PEPTIDE TRANSPORTER-INDEPENDENT, STRESS PROTEIN-MEDIATED ENDOSOMAL PROCESSING OF ENDOGENOUS PROTEIN ANTIGENS FOR MAJOR HISTOCOMPATIBILITY COMPLEX CLASS-I PRESENTATION

The peptide transporter-defective cell line RMA-S expressing the wild-type simian virus 40 large T antigen (wtT-Ag) from a transfected gene did not present two well-defined, H-2 class I (D-b)-restricted epitopes of T-Ag to cytotoxic T lymphocytes (CTL). Hence, ''endogenous'' processing and presentation of the wtT-Ag depended on a functional peptide transporter heterodimer. In contrast, both T-Ag epitopes were efficiently presented to CTL by transfected RMA-S cells expressing a truncated, cytoplasmic T-Ag variant (cT-Ag) or a karyophilic, amino-terminal 272-amino acid T-Ag fragment.
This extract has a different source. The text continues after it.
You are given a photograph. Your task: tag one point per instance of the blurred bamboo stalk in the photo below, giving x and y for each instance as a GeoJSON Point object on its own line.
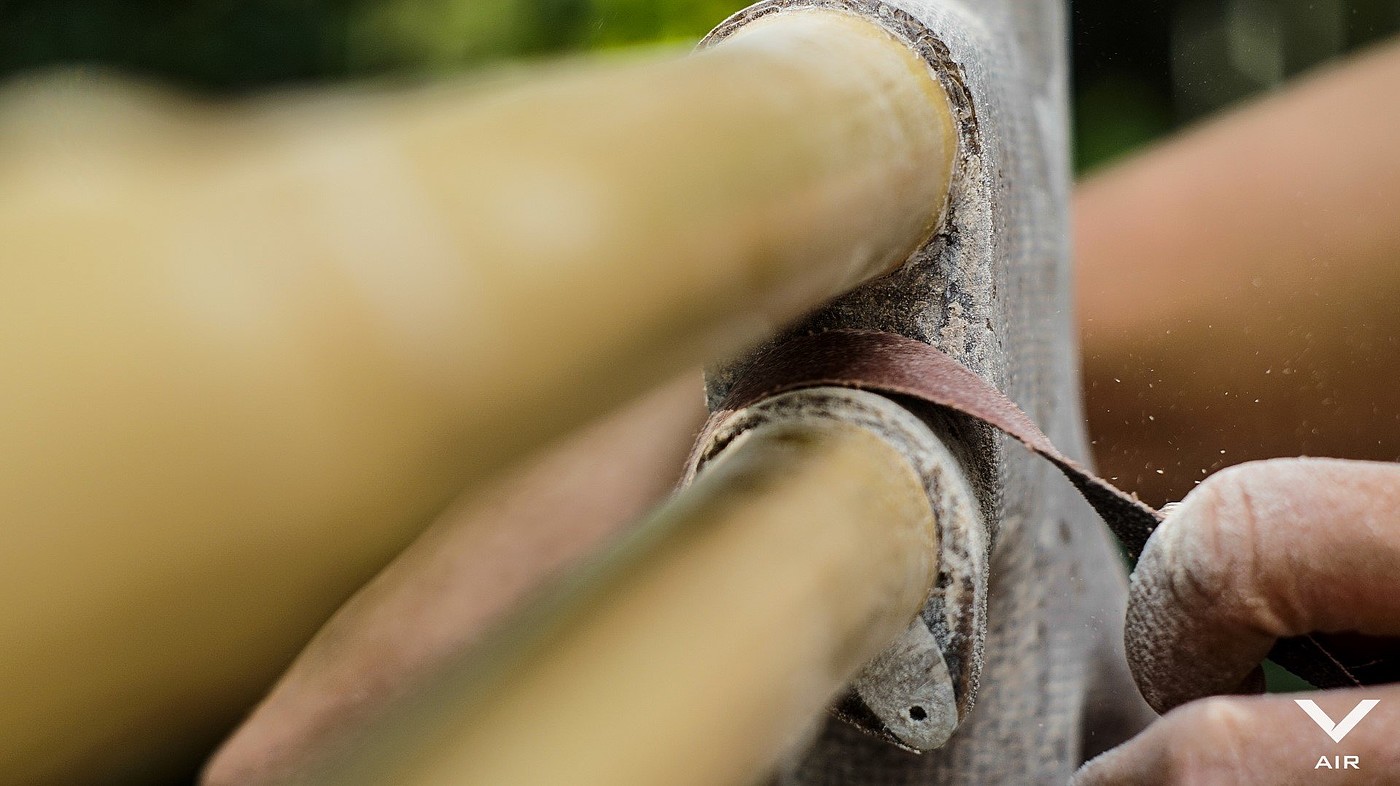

Transporter-independent ''endogenous'' processing of mutant T-Ag molecules correlated with their association with the constitutively expressed heat shock protein 73 (hsp73). Class I-restricted presentation of both epitopes processed from these hsp73-associated protein antigens was sensitive to NH4Cl and chloroquine. These data indicate that selected intracellular proteins access an alternative, hsp73-mediated pathway for class I-restricted presentation that operates independent of peptide transporters in an endosomal compartment.